Wednesday, May 20, 2020

Another Chance to Change the World

The coronavirus catastrophe provides an opportunity for transforming a system that is riven with deep economic and political inequalities and is profoundly unstable ecologically. Important changes must be made, not just expanding social safety nets, but decisively moving toward a qualitatively new economic system, the socialisation of production and distribution with the democratisation of economic decision-making.

We in the Socialist Party are seeking a "steady-state economy" which corresponds to what Marx called "simple reproduction" - a situation where human needs were in balance with the resources needed to satisfy them.

Such a society would already have decided, according to its own criteria and through its own decision-making processes, on the most appropriate way to allocate resources to meet the needs of its members.
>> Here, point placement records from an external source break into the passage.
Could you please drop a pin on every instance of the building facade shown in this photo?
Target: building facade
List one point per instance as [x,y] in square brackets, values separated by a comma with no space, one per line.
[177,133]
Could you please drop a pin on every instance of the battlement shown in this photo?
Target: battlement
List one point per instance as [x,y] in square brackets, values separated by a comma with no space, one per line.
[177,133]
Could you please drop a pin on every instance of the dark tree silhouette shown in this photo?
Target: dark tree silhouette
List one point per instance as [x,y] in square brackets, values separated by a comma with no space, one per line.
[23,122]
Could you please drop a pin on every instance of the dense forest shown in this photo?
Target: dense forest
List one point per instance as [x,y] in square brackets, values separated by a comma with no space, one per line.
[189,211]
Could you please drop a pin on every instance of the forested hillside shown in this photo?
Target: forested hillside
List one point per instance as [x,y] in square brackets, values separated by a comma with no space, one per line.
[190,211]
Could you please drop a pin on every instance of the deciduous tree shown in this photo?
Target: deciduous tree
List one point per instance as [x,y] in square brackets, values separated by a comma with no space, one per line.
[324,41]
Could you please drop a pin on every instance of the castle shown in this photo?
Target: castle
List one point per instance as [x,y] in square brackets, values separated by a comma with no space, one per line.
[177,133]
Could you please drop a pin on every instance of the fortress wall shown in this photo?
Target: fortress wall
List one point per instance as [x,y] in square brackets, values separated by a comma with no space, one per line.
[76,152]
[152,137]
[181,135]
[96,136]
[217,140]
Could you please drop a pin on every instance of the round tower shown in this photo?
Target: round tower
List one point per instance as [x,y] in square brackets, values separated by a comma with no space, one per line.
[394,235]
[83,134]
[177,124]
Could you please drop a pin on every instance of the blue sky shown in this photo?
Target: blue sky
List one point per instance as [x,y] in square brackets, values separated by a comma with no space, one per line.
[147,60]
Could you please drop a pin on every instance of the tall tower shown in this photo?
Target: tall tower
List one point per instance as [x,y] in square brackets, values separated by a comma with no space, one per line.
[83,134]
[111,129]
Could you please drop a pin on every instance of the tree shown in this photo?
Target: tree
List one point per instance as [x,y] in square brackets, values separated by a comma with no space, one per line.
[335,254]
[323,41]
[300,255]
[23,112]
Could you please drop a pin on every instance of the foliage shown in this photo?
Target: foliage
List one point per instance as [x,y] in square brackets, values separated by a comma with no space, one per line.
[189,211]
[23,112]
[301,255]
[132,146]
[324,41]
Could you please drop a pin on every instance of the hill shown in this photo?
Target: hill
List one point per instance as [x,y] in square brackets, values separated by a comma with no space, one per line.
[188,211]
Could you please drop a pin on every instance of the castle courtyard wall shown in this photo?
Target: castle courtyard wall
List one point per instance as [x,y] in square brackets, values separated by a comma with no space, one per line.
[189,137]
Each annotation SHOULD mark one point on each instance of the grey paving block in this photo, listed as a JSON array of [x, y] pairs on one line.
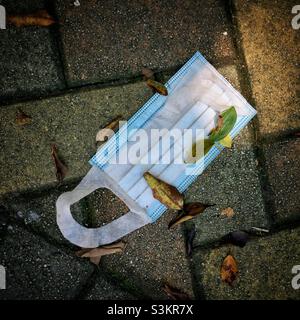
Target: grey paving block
[[106, 290], [265, 269], [271, 48], [37, 270], [232, 180], [282, 159], [71, 121], [153, 255], [38, 212], [104, 41], [30, 63]]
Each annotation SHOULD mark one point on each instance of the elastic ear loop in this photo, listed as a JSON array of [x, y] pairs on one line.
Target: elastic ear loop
[[94, 237]]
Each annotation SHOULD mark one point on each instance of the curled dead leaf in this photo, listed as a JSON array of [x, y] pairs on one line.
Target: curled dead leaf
[[189, 240], [105, 133], [174, 293], [228, 212], [95, 254], [40, 18], [61, 169], [22, 118], [158, 87], [189, 211], [165, 193], [229, 270]]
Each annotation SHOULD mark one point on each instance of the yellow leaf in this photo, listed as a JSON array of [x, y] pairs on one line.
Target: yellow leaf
[[165, 193], [158, 87], [226, 142], [229, 270]]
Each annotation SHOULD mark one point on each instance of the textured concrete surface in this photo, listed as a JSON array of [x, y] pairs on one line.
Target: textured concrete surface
[[153, 255], [26, 150], [283, 163], [272, 53], [265, 269], [230, 181], [123, 38], [38, 212], [30, 63], [37, 270]]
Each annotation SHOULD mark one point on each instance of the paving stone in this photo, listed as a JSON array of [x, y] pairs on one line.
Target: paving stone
[[232, 181], [30, 63], [265, 269], [71, 121], [37, 270], [283, 164], [38, 212], [106, 290], [153, 254], [124, 37], [271, 50]]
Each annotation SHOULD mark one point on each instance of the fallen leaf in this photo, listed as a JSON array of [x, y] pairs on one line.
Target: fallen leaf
[[189, 212], [224, 127], [40, 18], [229, 270], [61, 169], [22, 118], [228, 212], [204, 146], [105, 133], [174, 293], [95, 254], [165, 193], [158, 87], [237, 238], [226, 142], [148, 73], [189, 241]]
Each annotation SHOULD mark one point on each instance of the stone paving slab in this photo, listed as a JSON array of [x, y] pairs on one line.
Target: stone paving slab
[[71, 121], [37, 270], [105, 42], [283, 165], [38, 212], [272, 52], [30, 63], [265, 269], [232, 180], [153, 255]]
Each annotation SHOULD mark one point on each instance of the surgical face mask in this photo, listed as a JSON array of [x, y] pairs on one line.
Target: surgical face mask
[[197, 94]]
This having been done, it would only need to go on repeating this continuously from production period to production period. Production would not be ever-increasing but would be stabilised at the level required to satisfy needs. All that would be produced would be products for consumption and the products needed to replace and repair the raw materials and instruments of production used up in producing these consumer goods. The point about such a situation is that there will no longer be any imperative need to develop productivity, i.e. to cut costs in the sense of using less resources; nor will there be the blind pressure to do so that is exerted under capitalism through the market. Of course, technical research would continue and this would no doubt result in costs being able to be saved, but there would be no external pressure to do so or even any need to apply all new productivity enhancing techniques

Since the needs of consumers are always needs for a specific product at a specific time in a specific locality, we will assume that socialist society would leave the initial assessment of likely needs to a delegate body under the control of the local community (although, other arrangements are possible if that were what the members of socialist society wanted).

In a stable society such as socialism, needs would change relatively slowly. Hence it is reasonable to surmise that an efficient system of stock control, recording what individuals actually chose to take under conditions of free access from local distribution centres over a given period, would enable the local distribution committee to estimate what the need for food, drink, clothes and household goods would be over a similar future period. Some needs would be able to be met locally: local transport, restaurants, builders, repairs and some food are examples as well as services such as street-lighting, libraries and refuse collection. The local distribution committee would then communicate needs that could not be met locally to the bodies charged with coordinating supplies to local communities.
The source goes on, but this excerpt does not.